N'oublions pas non plus l'affranchissement des communes, sous Louis le Gros. En créant pour la classe moyenne des conditions toutes nouvelles de bien-être, d'industrie et de liberté, les chartes communales ouvrirent à la bourgeoisie les sources de la prospérité qui conduisent à celles de la science. On vit alors naître dans le commerce une population intermédiaire, qui, isolée de toutes les réminiscences latines, devait opposer aux traditions du clergé et à l'épée des seigneurs féodaux, la franche originalité de ses coutumes, de son parler et de ses tendances envahissantes.

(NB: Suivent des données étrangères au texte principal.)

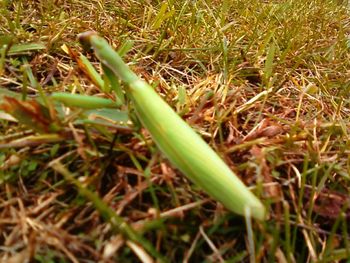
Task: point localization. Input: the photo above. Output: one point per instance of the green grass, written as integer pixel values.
(265, 83)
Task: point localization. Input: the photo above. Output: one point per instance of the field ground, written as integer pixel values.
(266, 83)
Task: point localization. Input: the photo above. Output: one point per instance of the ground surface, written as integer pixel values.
(266, 83)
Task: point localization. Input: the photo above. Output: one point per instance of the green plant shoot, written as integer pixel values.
(176, 139)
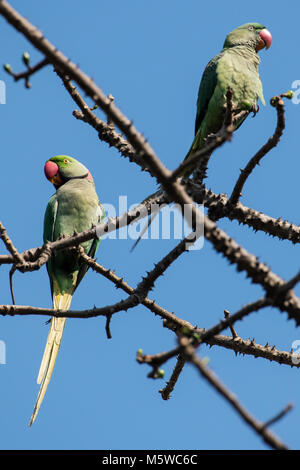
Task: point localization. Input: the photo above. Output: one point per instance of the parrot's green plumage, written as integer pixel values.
(74, 207)
(235, 67)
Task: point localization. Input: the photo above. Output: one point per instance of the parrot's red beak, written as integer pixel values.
(265, 40)
(52, 173)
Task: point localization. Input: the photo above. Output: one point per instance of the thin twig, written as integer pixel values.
(255, 160)
(260, 429)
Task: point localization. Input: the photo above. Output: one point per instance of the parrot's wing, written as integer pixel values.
(206, 90)
(100, 216)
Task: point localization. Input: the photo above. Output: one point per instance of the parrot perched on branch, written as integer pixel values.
(74, 207)
(234, 68)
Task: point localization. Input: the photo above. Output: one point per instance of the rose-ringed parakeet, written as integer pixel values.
(234, 68)
(74, 207)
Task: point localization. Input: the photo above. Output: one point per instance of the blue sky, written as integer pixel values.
(150, 56)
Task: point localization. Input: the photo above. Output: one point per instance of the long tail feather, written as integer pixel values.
(61, 302)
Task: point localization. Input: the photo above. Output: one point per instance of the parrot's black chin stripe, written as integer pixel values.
(77, 177)
(74, 177)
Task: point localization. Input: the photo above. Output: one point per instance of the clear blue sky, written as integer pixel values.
(150, 56)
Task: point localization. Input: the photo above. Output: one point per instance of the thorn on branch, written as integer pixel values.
(233, 332)
(27, 73)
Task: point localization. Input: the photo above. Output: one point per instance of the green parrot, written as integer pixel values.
(235, 67)
(74, 207)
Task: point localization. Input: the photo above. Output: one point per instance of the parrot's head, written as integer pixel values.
(250, 34)
(60, 169)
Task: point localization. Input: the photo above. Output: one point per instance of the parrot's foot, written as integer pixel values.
(252, 108)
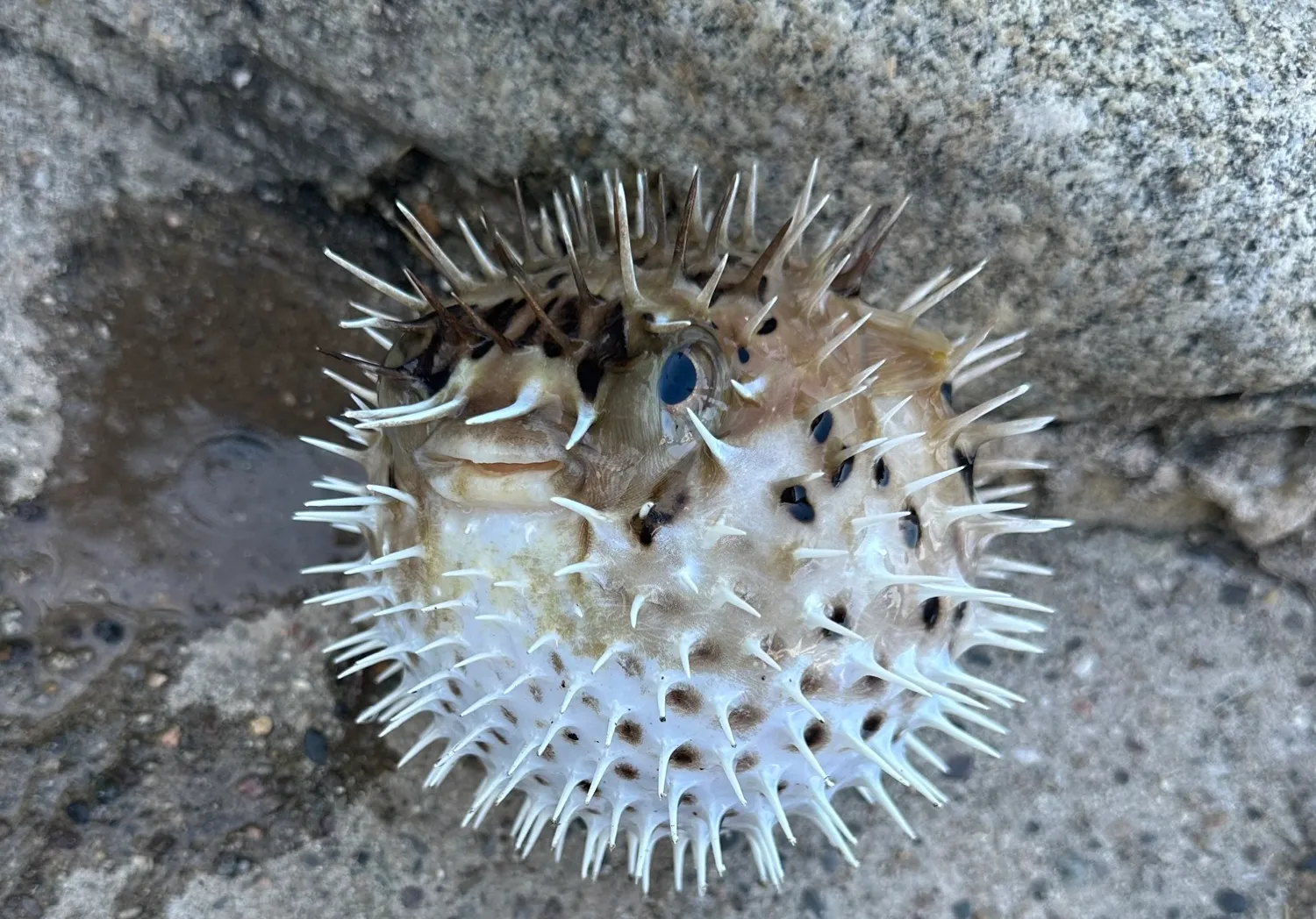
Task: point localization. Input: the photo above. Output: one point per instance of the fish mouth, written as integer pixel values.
(503, 468)
(495, 481)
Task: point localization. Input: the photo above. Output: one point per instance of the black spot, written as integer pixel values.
(881, 474)
(589, 376)
(631, 731)
(842, 471)
(821, 428)
(910, 529)
(108, 631)
(931, 611)
(837, 614)
(797, 502)
(678, 379)
(802, 511)
(1231, 901)
(816, 735)
(684, 756)
(871, 723)
(960, 766)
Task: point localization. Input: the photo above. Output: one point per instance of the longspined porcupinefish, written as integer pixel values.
(669, 529)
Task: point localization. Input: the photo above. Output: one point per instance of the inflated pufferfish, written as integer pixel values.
(673, 531)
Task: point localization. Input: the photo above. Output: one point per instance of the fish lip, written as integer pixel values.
(503, 468)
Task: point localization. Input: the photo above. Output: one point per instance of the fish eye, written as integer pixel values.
(678, 379)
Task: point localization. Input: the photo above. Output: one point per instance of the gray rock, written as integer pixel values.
(1139, 176)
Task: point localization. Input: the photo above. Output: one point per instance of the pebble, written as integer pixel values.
(78, 811)
(315, 745)
(1231, 901)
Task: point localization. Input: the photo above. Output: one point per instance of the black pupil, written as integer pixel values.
(678, 379)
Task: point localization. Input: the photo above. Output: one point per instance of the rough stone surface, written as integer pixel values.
(1140, 176)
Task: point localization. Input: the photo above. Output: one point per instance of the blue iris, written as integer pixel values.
(678, 379)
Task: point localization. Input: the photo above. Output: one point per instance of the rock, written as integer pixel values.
(1137, 175)
(1265, 481)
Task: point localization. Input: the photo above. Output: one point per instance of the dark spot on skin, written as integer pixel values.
(744, 716)
(911, 529)
(686, 756)
(704, 652)
(871, 723)
(747, 761)
(966, 474)
(818, 735)
(647, 527)
(684, 698)
(821, 428)
(881, 474)
(931, 611)
(629, 731)
(797, 502)
(842, 471)
(589, 376)
(812, 681)
(869, 685)
(836, 614)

Les premiers poëtes du Nord, connus sous le nom de jongleurs et de trouvères, allaient en vrais pèlerins, de château en château. Ils étaient reçus avec magnificence. Les aventures de la vie errante leur fournissaient souvent le sujet des chansons qu'ils composaient en l'honneur des dames. Sous une forme plus rude, le caractère général de leurs poésies différait très-peu, par le fond, du thème favori des troubadours. Ils chantaient surtout l'amour et la guerre.

Ce qui étonne, c'est de trouver, à une époque très-ancienne, des épopées chevaleresques d'une grande étendue. Il ne faudrait, d'ailleurs, pas croire que ces épopées, ou, pour leur donner leur vrai nom, ces chansons de geste, aient été composées tout d'une haleine par le même auteur. Quelques érudits se sont demandé si l'Iliade et l'Odyssée d'Homère n'étaient point formées de chants détachés qu'un rapsode habile aurait réunis et recousus ensemble; ce qui est une hypothèse pour les monuments de l'antiquité grecque devient presque une certitude pour les monuments littéraires du moyen âge, quand on fait attention à la différence des styles qui s'y trouvent confondus.

On a divisé ces épopées par cycles, c'est-à-dire par

époques. Nous nous bornons à signaler les romans en vers du cycle carlovingien et ceux de la table ronde (1).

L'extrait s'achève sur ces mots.